Images present on websites also vary considerably; an image
of traditional Cherokee dress is present on one site, where
as a map highlighting Amerindian concentrations throughout
the Caribbean is found on another. The emergence of hyperlinks
on tribal websites may point to other communities that are
perceived to exhibit similar characteristics. Portal websites
encapsulate a diverse array of tribes and indigenous groups
within their scope, using an assortment of embedded links
to expand a broader notion of community and extend “indefinitely
stretchable nets of kinship and clientship” (Anderson,
p. 7). A wide variety of tribal links appear within portal
websites, however the broader supratribal qualities of these
tribes are stressed over their demarcating distinctions.
Although all participants may not directly interact with
each other, representation of group identity and the subsequent
fostered connectivity create an imagined community. I expand
upon Anderson’s theories to explain how the Internet
is a space that further allows tribal “imagined communities”
to demonstrate their sovereignty, by exhibiting unique cultural
traits as well as to extend a broader notion of community.
Although cultural traits play an important role in the members’

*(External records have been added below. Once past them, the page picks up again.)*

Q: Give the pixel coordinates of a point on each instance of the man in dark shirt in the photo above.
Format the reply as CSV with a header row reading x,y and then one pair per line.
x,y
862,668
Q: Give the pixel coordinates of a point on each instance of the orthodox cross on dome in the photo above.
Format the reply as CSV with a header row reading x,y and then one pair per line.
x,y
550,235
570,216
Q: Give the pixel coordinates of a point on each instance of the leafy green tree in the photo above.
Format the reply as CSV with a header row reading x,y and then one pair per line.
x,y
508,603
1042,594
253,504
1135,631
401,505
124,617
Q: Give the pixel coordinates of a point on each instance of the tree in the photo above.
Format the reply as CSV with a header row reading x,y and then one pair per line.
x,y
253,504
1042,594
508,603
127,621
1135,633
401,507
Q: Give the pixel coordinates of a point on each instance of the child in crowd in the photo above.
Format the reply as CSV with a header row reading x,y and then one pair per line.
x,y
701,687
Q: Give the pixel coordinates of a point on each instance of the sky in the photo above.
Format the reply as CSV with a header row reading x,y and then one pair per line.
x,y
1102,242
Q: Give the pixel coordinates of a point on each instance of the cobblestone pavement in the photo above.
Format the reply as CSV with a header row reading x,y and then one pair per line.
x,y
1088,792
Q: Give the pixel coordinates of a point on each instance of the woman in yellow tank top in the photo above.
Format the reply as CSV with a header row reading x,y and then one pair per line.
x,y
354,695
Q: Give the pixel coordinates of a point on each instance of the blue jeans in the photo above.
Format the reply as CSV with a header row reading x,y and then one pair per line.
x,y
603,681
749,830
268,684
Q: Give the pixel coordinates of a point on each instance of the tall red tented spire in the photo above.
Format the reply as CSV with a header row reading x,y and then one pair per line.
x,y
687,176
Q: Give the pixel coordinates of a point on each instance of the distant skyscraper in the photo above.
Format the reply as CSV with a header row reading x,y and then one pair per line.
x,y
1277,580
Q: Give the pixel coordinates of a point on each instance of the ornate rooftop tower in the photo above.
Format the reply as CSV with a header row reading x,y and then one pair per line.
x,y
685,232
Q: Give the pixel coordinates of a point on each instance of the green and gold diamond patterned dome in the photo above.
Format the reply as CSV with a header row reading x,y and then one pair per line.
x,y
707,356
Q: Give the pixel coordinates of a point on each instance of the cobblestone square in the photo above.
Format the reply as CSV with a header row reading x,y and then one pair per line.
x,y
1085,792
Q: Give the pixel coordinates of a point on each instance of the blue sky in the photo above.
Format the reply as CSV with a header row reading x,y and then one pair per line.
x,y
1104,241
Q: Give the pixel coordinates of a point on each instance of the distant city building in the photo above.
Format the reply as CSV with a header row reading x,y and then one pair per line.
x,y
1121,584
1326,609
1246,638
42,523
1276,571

ascription to group identity and construction of community,
Frederick Barth’s (1969) introduction in Ethnic Groups
and Boundaries proposes that groups are not defined by their
cultural traits, but by social organization. Social interaction
and recognition among group members is essential to producing
the foundations of social systems and creating ethnic distinctions.
Group members ascribe to these distinctions, forming a conception
of identity by continuously defining and maintaining ethnic
boundaries. Members may cross boundaries by changing their
practices—by becoming cultivators rather than pastoralists—however,
ethnic boundaries and cultural distinctions continue to
persist. Cultural objects, practices and material objects,
primarily are used to demarcate groups from each other,
constructing and reinforcing boundaries. As Susan Leigh
Star (1988) points out, objects on the edge can have a radically
different function, to blur the boundaries and ease the
passage from one side to the other. An ethnic group is not
reducible to its members, but its own organizational existence,
meaning individual members can connect to and become a part
of multiple groups. I examine the use of cultural identity
on websites to continuously reproduce group-defining social
boundaries and assert ethnic distinction. At the same time,
I seek to understand how cultural objects are used on websites
to blur boundaries between groups and shape a broader ethnic
identity.
Cultural traits, member characteristics, and organizational
form are continually signified in new and different ways,
while members dynamically remain connected. Identity and
culture are not statically bound to a particular space and
time, but are “continuously changing dynamically in
relation to time, space, and significance of meaning”
(Christensen, 2003, p. 13). Social interaction as well as
the setting it takes place in, physical or virtual, characterize
and signify culture. The use of the Internet as a communicative
space to reproduce cultural identity and social boundaries
symbolizes the fluid nature of cultural signification and
change. The Internet allows groups to extend their defining
ethnic boundaries, signifying groups’ and their cultural
objects as well as the digital space communication occurs
within.
The theoretical concepts of imagined communities and social
organization are the foundation of my contextual analysis
of the social and cultural factors that give online communities
shape, meaning, and existence. Cultural objects and representations
largely comprise website content, which foster connectivity
between group members, assert group identity and reinforce
ethnic distinctions and boundaries. The analysis of cultural
context reveals systems of meaning and symbolic interrelation,
while the examination of social context discloses the processes
through which community social structure and interaction
form. The cultural and social contexts comprise the content
and structural analysis performed in this study.